On 25th March 1914, Evidence presented to Royal Commission, commented, “These rows cover a very extensive area, and are situated in the centre of the Blantyre district. They were erected some forty years ago, and are owned by William Dixon, Limited. They consist of 157 single- and 149 double-apartment houses. The rent per week, including rates, is 1s. 11d. for single-apartment, and 3s. 2d. for two-apartment houses. They are a most miserable type of house, thrown together with bricks in the cheapest possible fashion, with floors consisting largely of flags laid down on the earth. They are in a district well supplied with water, but are only served by means of standpipes at long intervals along the row. They have recently been included in a special scavenging district, which has greatly improved the sanitation of the place. There are no sculleries or sinks; consequently all the dirty water has to be emptied into an open gutter that runs along the front of each row. There is a washhouse for every 4 and 8 double- and single-apartment tenants respectively. There is a water closet outside for every 3 and 5 double- and single-apartment houses respectively. Dustbins are in vogue, with a daily collection of refuse. There are no coal-cellars. There is a man employed locally for cleaning up the place.” Relying on the previous report for dates, the mistake of 1877 being the construction date of the homes is carried over into this report.
At the field behind Dixon’s Rows, the employees of Dixons Collieries held an annual sports day in the field between Victoria Street and Boswell Drive, which would later become the playing fields of Blantyre High School.
Around 1930, a sink was provided in the main living rooms of each home but there was still no water supply. Water for cooking and washing had to be drawn from a communal well located in the street. The 4 families of each block shared an external toilet and a large washhouse, which was located at the rear of the rows. Gaslights were later installed and situated near the fireplaces.

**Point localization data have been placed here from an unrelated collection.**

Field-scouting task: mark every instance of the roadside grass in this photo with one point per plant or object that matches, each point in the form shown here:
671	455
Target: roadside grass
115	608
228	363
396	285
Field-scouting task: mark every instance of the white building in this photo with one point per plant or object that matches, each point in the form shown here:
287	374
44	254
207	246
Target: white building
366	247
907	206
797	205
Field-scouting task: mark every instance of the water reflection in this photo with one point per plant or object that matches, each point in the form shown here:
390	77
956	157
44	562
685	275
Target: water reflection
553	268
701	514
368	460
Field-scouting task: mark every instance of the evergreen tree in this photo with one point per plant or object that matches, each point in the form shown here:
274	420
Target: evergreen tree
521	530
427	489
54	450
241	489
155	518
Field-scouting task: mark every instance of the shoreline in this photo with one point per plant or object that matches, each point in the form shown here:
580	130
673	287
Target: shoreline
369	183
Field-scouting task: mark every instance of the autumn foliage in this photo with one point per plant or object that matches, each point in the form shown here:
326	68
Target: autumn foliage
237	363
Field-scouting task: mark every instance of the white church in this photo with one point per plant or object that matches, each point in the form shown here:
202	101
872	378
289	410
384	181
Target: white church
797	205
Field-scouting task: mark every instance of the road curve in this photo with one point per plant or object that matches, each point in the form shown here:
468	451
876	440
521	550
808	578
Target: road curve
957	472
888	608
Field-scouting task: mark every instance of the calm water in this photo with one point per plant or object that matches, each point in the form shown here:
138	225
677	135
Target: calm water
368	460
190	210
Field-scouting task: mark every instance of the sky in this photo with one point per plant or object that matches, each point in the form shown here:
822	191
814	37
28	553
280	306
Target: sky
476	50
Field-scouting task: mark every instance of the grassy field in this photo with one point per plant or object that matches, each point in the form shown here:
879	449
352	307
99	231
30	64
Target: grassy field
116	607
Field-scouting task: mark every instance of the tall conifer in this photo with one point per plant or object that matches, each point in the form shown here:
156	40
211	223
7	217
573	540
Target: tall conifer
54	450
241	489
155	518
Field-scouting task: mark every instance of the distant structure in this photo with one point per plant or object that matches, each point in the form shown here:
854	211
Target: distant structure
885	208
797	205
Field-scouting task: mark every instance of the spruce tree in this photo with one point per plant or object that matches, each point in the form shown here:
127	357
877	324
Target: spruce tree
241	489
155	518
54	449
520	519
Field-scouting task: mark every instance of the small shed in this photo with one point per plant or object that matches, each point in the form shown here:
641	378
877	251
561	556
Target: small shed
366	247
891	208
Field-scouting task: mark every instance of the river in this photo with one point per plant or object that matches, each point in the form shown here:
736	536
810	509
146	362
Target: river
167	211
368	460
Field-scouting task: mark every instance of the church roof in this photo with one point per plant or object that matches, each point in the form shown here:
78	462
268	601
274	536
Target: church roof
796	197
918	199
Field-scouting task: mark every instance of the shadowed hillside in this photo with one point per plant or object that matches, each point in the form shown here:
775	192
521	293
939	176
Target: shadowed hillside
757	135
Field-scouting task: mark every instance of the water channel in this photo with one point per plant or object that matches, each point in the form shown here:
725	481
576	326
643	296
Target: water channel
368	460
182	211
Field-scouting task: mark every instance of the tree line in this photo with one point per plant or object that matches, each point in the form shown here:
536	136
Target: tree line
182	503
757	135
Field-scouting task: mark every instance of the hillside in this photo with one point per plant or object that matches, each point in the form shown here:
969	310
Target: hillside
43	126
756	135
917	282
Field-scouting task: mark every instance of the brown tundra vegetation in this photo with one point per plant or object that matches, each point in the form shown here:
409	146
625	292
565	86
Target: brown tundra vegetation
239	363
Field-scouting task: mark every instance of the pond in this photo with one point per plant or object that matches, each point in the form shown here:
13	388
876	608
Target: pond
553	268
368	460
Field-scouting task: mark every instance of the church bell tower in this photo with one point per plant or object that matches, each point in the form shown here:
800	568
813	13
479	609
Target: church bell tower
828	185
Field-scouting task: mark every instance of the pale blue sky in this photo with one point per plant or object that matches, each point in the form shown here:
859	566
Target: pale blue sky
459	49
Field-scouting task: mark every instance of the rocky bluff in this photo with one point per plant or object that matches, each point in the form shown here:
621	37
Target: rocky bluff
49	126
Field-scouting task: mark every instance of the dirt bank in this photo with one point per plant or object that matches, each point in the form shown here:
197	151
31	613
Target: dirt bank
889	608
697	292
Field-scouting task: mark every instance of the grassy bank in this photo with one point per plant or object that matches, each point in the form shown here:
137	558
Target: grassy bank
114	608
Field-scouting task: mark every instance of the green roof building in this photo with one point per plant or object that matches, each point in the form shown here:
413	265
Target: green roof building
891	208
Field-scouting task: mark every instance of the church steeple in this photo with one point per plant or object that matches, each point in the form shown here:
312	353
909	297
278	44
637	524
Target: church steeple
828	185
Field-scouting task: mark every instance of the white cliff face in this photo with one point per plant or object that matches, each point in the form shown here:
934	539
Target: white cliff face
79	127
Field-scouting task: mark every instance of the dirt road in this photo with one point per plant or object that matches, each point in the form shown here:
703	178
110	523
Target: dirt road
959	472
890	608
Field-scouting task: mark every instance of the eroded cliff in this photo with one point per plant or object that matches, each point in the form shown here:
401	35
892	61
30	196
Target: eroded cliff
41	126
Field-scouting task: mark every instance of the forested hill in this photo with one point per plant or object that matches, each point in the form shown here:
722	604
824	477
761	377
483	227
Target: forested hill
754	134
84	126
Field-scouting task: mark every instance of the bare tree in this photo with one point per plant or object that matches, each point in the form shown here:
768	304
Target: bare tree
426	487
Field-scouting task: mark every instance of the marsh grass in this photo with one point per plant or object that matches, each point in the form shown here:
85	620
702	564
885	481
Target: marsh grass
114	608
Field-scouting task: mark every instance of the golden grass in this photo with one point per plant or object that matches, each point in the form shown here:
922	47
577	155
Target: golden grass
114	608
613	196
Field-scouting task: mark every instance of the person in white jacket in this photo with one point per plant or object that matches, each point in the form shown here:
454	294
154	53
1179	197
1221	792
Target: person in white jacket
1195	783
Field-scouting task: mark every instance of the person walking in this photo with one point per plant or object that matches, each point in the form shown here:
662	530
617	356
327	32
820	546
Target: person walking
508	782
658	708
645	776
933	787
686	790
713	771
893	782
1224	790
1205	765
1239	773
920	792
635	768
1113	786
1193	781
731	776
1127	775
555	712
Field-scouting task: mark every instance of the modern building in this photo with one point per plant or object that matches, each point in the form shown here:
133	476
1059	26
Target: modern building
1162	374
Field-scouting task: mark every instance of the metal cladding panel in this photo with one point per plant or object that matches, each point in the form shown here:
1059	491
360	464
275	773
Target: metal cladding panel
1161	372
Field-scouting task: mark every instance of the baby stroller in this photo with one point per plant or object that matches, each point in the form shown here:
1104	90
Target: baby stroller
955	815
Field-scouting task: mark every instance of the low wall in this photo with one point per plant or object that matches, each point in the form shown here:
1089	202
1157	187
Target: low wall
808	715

Around this same time in the mid 1930’s, the clearance of Dixon’s Rows had commenced. Govan Street and Miller Street were the first streets to be demolished as part of the slum clearances, cleared to make way for the new houses at Priory Street and a revamped Calder Street, the houses you see today. At the time of the new homes being constructed in 1936, many of the remaining Dixon’s Rows homes had been condemned and also in the early part of that year, the County Council took over the ground from William Dixon & Co.
Throughout the 1940’s the abandonment and demolition of Dixon’s Rows progressed. The last block of houses to be demolished was the former block of 4 homes, which had been used as a hall adjacent to Stonefield Road, in 1958.